Each spiritual gardener, the soul, has an original set of qualities that is part of their original personality. But overtime, we began to express less through our natural personality and more through the influences which became habits as if normal. Whether it is the habit of gossiping, negative thinking, comparing, etc.


A garden without sunshine, water, and a fence does not thrive. Just think about the sun and what that means for a garden and all of life. The sun with its light and warmth does not choose where to shine but is constantly shining and giving. Its ultraviolet light also destroys harmful organisms. So, can we be like the sunflower always looking to the Sun? The source of all light and might, of love, peace, purity is the Divine Light, the Sun of Knowledge, the Supreme Soul who is ever benevolent. When I can connect and remember who I am and who I belong to, then this soul to Supreme Soul connection is meditation. It is through this loving connection that my original 7 qualities of peace, love, happiness, purity, spiritual power, bliss, and truth are allowed to flourish and the negativity and waste is removed.


To truly understand what benevolent thinking, speaking, and actions are, I have to learn from the Divine Light. The right understanding brings awareness or realization of what negativity and waste is. Think about the gardener who is always observant of what is happening in the garden and will adjust the course of care by not allowing the weeds to grow out of control.

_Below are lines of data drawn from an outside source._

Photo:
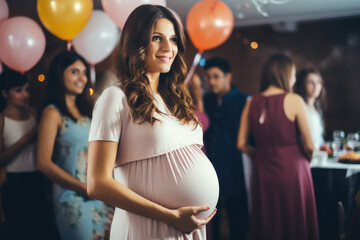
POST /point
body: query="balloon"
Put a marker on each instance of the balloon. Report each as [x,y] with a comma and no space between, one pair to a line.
[209,24]
[119,10]
[98,39]
[22,43]
[4,11]
[64,18]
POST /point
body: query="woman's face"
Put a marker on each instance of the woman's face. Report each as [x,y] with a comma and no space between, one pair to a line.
[75,78]
[163,48]
[292,80]
[313,85]
[18,96]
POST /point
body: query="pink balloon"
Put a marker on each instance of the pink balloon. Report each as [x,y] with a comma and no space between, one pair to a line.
[119,10]
[22,43]
[4,11]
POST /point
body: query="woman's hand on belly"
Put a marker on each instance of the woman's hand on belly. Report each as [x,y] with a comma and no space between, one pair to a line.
[186,221]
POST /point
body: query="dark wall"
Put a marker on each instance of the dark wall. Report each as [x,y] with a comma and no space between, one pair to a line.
[331,46]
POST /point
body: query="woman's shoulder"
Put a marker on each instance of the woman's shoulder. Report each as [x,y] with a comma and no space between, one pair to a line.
[113,93]
[51,111]
[294,98]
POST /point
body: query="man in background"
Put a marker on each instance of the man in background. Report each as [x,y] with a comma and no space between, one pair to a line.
[223,105]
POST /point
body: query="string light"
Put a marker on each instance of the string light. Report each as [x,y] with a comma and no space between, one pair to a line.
[254,45]
[41,77]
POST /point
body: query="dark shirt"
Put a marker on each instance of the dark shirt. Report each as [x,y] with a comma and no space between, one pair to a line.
[221,138]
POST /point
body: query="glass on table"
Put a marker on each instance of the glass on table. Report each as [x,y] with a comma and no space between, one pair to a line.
[352,141]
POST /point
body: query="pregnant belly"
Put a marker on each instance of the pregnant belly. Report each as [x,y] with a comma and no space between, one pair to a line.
[184,177]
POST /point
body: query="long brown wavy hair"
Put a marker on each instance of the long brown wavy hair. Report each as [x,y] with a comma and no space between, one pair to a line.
[130,67]
[300,88]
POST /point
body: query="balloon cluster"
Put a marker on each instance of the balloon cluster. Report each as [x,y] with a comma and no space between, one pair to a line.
[94,33]
[209,24]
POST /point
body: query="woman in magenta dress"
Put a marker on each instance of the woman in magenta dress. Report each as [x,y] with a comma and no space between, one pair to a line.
[283,203]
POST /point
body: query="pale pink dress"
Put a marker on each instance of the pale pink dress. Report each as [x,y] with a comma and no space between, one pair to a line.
[164,164]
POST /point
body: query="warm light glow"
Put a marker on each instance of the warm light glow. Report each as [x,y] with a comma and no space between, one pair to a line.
[41,77]
[53,5]
[254,45]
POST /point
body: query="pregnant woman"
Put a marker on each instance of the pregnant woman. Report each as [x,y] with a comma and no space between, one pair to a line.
[145,134]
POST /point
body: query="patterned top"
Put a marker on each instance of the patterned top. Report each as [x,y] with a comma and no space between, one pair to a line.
[70,154]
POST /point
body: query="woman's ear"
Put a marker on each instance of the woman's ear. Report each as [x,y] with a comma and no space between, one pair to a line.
[4,94]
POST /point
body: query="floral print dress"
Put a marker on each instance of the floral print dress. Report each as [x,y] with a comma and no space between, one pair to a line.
[77,217]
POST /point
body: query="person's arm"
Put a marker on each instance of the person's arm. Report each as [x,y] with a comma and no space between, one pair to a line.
[302,121]
[102,186]
[48,128]
[7,155]
[244,131]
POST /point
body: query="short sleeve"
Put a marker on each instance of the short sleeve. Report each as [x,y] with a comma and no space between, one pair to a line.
[106,123]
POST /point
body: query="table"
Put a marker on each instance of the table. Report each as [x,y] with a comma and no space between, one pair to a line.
[333,182]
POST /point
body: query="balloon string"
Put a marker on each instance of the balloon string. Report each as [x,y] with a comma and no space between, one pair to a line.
[92,74]
[193,66]
[69,43]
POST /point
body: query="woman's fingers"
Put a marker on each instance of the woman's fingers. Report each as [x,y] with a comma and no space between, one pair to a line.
[198,209]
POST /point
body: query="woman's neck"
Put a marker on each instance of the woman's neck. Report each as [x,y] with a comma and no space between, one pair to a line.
[70,100]
[154,81]
[272,90]
[311,102]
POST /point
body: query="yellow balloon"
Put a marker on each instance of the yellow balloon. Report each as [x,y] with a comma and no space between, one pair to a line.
[64,18]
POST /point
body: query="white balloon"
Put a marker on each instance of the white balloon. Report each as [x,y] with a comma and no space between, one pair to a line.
[98,39]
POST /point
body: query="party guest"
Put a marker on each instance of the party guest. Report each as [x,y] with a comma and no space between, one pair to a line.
[63,150]
[146,133]
[309,85]
[283,203]
[25,204]
[224,104]
[196,92]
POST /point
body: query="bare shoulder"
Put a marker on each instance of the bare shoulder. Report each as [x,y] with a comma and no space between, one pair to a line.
[294,99]
[51,114]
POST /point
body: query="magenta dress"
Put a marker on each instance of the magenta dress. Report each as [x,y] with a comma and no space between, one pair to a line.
[283,203]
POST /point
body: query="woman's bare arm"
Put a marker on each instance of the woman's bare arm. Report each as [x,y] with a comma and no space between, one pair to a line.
[48,128]
[297,105]
[7,155]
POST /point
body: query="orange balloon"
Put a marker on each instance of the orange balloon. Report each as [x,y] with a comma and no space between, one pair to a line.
[209,24]
[64,18]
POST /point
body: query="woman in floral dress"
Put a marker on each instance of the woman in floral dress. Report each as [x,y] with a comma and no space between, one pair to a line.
[62,150]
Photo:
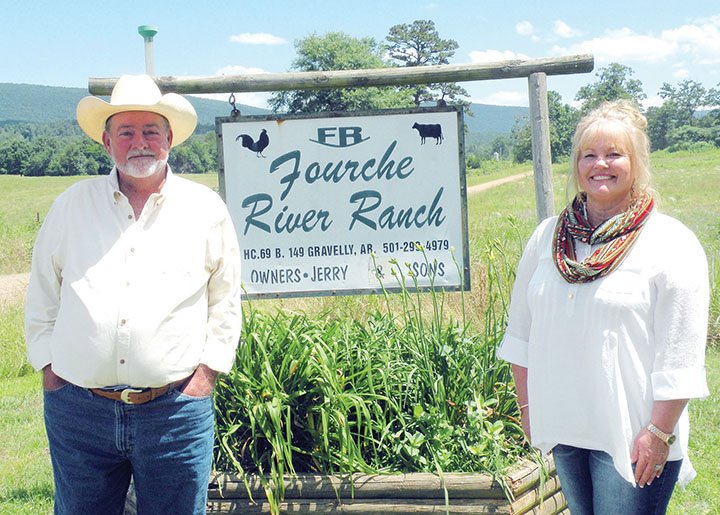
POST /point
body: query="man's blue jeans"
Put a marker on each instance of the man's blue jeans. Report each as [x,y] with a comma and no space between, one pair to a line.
[592,486]
[96,444]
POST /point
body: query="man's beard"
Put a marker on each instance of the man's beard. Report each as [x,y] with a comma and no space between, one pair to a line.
[143,167]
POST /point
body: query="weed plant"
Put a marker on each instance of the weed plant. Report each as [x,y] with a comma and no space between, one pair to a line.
[398,390]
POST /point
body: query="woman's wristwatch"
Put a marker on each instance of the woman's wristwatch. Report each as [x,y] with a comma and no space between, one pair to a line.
[668,439]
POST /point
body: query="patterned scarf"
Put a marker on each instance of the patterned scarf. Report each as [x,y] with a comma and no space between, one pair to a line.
[615,235]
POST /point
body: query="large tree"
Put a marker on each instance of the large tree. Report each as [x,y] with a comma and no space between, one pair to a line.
[419,44]
[615,82]
[337,51]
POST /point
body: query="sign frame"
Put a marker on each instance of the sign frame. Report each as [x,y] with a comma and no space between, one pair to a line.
[460,256]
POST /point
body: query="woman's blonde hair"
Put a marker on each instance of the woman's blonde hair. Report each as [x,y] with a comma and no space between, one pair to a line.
[626,125]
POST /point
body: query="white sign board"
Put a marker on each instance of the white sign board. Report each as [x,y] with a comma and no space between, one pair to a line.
[348,204]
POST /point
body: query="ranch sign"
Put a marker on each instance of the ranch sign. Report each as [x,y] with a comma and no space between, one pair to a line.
[347,203]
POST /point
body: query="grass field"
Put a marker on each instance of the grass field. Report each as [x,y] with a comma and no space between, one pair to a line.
[499,221]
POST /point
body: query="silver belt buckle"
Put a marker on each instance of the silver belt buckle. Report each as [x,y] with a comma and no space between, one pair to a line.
[124,395]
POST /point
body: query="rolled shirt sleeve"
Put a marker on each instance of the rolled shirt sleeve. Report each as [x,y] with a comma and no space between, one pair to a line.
[514,346]
[680,320]
[224,306]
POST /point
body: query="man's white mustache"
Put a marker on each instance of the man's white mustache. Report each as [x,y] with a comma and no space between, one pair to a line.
[139,154]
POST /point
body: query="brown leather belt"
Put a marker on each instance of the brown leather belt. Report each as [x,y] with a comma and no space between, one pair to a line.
[136,395]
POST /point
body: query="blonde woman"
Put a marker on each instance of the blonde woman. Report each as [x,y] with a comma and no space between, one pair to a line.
[607,328]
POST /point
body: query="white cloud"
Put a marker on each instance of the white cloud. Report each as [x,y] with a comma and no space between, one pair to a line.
[492,56]
[655,101]
[257,38]
[504,98]
[524,28]
[701,40]
[623,45]
[563,30]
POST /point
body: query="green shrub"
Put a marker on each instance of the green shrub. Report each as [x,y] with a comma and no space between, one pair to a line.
[392,392]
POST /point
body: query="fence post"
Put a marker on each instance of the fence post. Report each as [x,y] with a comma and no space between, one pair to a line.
[542,162]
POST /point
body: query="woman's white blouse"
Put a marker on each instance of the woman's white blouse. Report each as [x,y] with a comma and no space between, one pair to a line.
[599,354]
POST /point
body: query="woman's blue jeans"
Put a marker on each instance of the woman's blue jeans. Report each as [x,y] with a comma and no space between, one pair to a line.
[592,486]
[97,444]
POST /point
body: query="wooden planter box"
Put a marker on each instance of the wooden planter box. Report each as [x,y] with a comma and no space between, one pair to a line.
[397,494]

A gardener knows that daily attention and care are needed for a return of healthy fruits, vegetables, and flowers. If I am to enjoy the wonderful fruit, vegetables, and flowers of my inner garden, then the daily practice of meditation and spiritual understanding and application will nurture, sustain, and protect my well-being. Transformation begins to happen with each passing day just like our garden in our meditation. The habit of comparing myself to others or vice versa or the sickness of wanting more transforms into being grateful for everything I have and taking nothing for granted. Judging others changes into seeing and appreciating their goodness or the qualities of the soul that were mentioned earlier. I can always look to the Supreme Soul to help steer and guide the direction of my well-being.


It is in the stillness that we learn all the wise life lessons a garden and nature teach us. A garden generously shares its beauty, tranquility, and seasonal return. Those who love flowers, can think about the seven original qualities as the roots of a flower. Value is given not only to its beauty but also its fragrance. When the soul, a spiritual flower is rooted in these qualities, imagine the fragrance it would give. The fragrance of patience, kindness, honesty, gentleness – all the virtues would fill the air. Can you picture it by drawing a simple flower in your mind and writing the 7 qualities at the roots and each petal is a virtue releasing a fragrance? As for the seasonal return, a gardener trusts that the fruits, vegetables, and flowers will ripe or bloom in their own time. In the same way, whatever genuine effort we put into our well-being will always yield results and give a return at its own time.


So, check and ask: what am I growing in my inner garden? What I grow is what I feed the mind. At the heart of any garden is its accommodating nature. A garden is comprised of a variety of plants. In the same way, when I begin to see and value the inherent beauty in each one, my life and the world around me will become like a garden: fragrant, beautiful, and abundant.